Acting Attorney General Matthew J. Platkin today announced that a Trenton man has pleaded guilty in a shooting he committed with a “community gun” that had been used in a prior shooting allegedly committed by members of the violent “Get Money Boys” or “GMB” gang in 2020.

According to Acting Attorney General Platkin, Kevion Watkins, 19, pleaded guilty to aggravated assault for firing two bullets into a moving vehicle, striking one of the occupants in the hand following a physical altercation inside a Trenton deli last year. 

Watkins pleaded guilty before Superior Court Judge Anthony M. Massi in Mercer County on June 22, 2022. Sentencing for Watkins is scheduled for September 23, 2022.

Under the plea agreement, the State will recommend a sentence of eight years in state prison, with 85 percent of the sentence – nearly seven years – to be served without parole eligibility.­­

“A single gun can cause significant violence and destruction when it is circulated and shared by individuals involved in criminal activity,” Acting Attorney General Platkin said. 

“The arrest and conviction of this defendant not only brings accountability for this shooting, it also cuts off access to a community gun used for multiple violent crimes.”

According to Acting Attorney General Platkin, Watkins was arrested on October 2, 2021, by Trenton Police, who responded to a ShotSpotter alert of ­two rounds fired on Oakland Street shortly before 10 a.m. 

Watkins was taken into custody after he attempted to exit an Oakland Street apartment building, where he fled after the shooting. 

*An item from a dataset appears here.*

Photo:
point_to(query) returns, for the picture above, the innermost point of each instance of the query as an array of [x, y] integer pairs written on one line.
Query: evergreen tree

Acting Attorney General Platkin said that police recovered the weapon – a silver and black 9mm Ruger with a defaced serial number – under a floor mat in a common area of the building. 

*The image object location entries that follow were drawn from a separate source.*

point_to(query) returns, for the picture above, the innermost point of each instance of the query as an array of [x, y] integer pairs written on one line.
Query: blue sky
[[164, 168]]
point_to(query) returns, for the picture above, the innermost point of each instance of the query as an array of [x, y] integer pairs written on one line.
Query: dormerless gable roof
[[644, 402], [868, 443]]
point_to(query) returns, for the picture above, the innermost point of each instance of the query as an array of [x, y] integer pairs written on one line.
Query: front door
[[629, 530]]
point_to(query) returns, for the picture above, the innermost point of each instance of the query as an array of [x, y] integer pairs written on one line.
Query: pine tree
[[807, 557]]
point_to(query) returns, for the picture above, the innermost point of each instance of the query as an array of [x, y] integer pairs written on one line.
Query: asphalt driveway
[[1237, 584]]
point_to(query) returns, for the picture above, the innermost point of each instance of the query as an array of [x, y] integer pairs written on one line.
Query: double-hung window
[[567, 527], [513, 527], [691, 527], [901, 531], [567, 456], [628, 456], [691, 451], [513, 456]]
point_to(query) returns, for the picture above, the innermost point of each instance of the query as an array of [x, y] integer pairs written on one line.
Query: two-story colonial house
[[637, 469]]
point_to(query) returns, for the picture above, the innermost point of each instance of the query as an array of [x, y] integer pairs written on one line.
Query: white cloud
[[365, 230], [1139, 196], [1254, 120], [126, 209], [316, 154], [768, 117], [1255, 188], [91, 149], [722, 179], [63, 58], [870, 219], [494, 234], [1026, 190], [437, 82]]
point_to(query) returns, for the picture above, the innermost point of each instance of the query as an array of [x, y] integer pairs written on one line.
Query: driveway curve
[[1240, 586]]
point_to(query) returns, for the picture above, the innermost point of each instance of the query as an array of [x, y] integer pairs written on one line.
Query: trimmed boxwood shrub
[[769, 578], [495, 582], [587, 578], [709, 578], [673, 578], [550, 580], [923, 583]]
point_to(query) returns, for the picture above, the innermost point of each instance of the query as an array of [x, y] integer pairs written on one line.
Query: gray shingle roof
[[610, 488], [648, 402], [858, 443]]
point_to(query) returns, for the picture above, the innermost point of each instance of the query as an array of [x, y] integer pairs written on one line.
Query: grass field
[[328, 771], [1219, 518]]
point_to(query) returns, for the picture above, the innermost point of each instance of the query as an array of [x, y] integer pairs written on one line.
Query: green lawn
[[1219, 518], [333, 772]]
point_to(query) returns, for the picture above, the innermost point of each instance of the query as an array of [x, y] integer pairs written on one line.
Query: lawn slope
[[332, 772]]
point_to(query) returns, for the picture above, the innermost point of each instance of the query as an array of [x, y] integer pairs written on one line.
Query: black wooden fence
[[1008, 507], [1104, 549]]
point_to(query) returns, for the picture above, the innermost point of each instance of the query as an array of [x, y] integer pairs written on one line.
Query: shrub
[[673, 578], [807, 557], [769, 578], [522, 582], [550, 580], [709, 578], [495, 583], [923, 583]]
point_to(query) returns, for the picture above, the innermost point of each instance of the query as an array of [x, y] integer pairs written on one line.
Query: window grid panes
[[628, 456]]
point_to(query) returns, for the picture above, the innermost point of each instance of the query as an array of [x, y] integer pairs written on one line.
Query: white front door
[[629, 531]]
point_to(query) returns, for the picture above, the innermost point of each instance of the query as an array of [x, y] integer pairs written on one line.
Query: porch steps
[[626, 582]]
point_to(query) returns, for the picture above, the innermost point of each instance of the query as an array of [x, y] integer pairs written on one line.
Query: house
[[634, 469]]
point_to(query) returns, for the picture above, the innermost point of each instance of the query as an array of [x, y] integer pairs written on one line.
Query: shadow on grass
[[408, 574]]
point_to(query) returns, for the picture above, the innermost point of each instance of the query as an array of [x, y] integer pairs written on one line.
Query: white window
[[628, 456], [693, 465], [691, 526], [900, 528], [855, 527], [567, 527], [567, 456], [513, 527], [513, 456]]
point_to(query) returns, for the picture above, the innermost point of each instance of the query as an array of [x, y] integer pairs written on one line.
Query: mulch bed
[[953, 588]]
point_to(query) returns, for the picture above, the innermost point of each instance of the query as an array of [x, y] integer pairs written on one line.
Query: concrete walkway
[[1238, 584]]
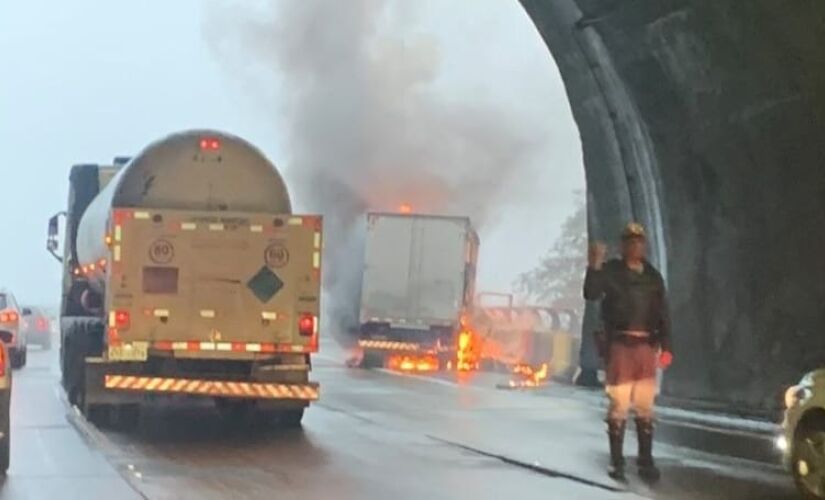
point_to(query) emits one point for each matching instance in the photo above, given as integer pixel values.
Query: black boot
(615, 432)
(647, 467)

The gun was later linked by ballistic testing to at least one prior shooting - a May 1, 2020, incident in which five GMB members allegedly opened fire on a group of individuals on Sanhican Drive in Trenton, wounding two men. 

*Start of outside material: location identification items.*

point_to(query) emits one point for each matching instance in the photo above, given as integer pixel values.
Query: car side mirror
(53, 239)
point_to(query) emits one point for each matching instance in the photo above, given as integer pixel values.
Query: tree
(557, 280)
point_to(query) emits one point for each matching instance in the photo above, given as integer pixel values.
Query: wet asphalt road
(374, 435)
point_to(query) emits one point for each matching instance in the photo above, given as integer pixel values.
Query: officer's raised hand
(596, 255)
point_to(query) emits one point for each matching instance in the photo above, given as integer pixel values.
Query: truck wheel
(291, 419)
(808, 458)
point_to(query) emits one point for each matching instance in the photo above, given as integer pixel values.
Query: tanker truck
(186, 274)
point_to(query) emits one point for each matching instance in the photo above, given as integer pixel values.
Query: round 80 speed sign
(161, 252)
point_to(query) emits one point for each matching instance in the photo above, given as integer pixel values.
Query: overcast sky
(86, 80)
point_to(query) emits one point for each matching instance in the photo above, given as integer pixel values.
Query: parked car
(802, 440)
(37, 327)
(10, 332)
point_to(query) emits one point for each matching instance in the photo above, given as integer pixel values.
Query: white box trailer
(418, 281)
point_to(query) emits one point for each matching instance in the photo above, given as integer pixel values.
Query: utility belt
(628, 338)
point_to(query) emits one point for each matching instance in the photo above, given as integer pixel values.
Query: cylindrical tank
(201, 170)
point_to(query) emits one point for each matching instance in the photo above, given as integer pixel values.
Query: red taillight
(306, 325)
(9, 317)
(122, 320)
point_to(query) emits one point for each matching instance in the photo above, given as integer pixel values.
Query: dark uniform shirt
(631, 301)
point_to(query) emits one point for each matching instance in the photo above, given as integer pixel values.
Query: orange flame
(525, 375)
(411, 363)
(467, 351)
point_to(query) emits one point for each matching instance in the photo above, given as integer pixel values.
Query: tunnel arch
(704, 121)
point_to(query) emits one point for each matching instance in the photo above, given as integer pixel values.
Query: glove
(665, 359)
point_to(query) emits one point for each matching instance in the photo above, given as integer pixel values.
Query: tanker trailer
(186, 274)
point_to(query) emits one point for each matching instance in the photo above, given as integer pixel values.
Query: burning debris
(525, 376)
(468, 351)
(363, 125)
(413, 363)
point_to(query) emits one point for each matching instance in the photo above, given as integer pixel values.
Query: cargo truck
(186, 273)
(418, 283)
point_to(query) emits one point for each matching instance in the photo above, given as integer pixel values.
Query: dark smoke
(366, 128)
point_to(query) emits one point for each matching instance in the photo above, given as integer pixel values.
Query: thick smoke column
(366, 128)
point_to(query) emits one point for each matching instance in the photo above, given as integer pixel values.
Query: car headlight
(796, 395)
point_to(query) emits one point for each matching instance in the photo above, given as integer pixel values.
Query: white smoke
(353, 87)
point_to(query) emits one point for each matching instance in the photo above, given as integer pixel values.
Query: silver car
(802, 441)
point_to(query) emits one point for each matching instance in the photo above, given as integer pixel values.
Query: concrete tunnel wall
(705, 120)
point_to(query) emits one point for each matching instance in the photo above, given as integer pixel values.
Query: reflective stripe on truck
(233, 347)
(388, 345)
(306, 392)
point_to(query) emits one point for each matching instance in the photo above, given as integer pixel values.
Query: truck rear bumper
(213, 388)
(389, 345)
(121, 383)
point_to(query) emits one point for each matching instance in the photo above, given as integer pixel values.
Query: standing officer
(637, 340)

According to Acting Attorney General Platkin, the suspects charged in that shooting are among 20 alleged members and associates of GMB who were indicted last year in connection with multiple shootings in Trenton. 

Those shootings also include: the December 2019 murder of a 32-year-old man, the attempted murder of a Trenton police officer in February 2020, and a June 2020 shooting that wounded several bystanders, including a 12-year-old girl who was critically injured. 

Watkins, who turned 18 in August 2020, is not a defendant in that case.

“By sharing intelligence with local and county law enforcement, we were able to connect the dots to secure critical evidence linking this lone shooting to a rash of gang violence terrorizing the city of Trenton,” Director Pearl Minato of the Division of Criminal Justice said. 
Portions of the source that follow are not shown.